Its analysis had claimed that half of hip and knee replacements were not worth doing, because patients either weren't suffering significantly impaired quality of life beforehand, or didn't benefit afterwards.

There was just one problem with this analysis… it was nonsense.

A new study of patient-reported outcome measures (PROMs) satisfyingly debunks the OHE myth, by finding that more than 90% of patients did in fact derive benefits from their operations.

The problem, however, is that PCTs have already been rushing to cut back on access to hit and knee ops, flourishing their OHE papers, and declaring that the procedures are now ‘low clinical priority'.

And while GPs may now win this particular battle, all across the country, trusts are placing management of referrals right at the frontline of their drives for efficiency.

I've been told of one PCT, now apparently facing an apocalyptic £51m end-of-year deficit, that is planning to start reviewing every single GP referral – other than those under the two-week rule.
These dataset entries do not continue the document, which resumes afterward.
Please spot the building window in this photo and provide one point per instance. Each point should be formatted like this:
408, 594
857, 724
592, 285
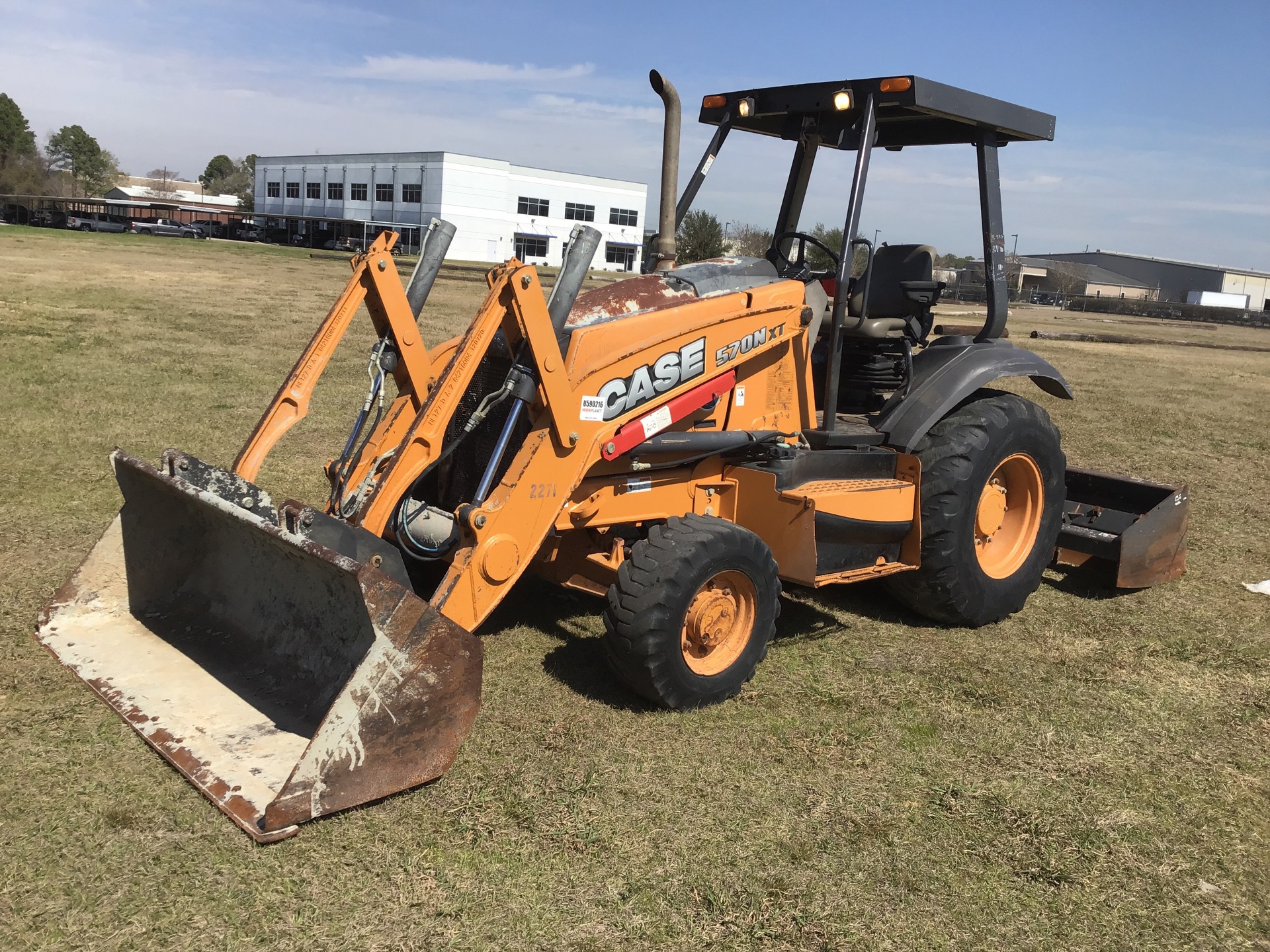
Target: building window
530, 247
532, 206
620, 254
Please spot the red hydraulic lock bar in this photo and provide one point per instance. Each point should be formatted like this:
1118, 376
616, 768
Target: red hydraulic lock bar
667, 415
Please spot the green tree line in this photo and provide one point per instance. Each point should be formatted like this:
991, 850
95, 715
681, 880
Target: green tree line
73, 163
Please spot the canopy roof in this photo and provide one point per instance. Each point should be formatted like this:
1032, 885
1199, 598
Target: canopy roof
925, 113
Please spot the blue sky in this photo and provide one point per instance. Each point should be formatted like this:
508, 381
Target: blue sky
1162, 143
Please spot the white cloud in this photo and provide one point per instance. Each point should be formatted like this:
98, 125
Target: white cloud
591, 110
421, 69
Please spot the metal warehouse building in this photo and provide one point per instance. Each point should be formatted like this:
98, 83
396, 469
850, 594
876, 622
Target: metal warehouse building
501, 210
1173, 281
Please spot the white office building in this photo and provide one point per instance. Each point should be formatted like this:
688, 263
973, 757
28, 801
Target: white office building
499, 210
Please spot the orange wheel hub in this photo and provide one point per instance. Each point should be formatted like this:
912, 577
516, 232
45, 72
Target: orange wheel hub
718, 623
1009, 516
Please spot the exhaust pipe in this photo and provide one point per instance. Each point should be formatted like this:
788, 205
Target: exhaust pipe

A panel will decide whether a referral should go ahead and, if so, how quickly… with explicit plans to delay activity to the next financial year where possible.

This sort of thing can only become more common as trusts across the country slip badly behind in their efficiency plans.

Unless, that is, the Department of Health decides that draconian referral management is out of kilter with the new GP-led NHS.

There are positive signs – the DH has already made clear it is inappropriate for trusts to clamp down on referrals purely on the basis of PROMs.

The key question is whether it is prepared to go the extra step and rule that referral-management schemes more widely are now inappropriate except when they have the explicit agreement of local GPs.

GPs are supposed to have been placed in charge, these days. They should not have their clinical decisions overruled by the latest managerial committee armed with a sheaf of unreliable stats.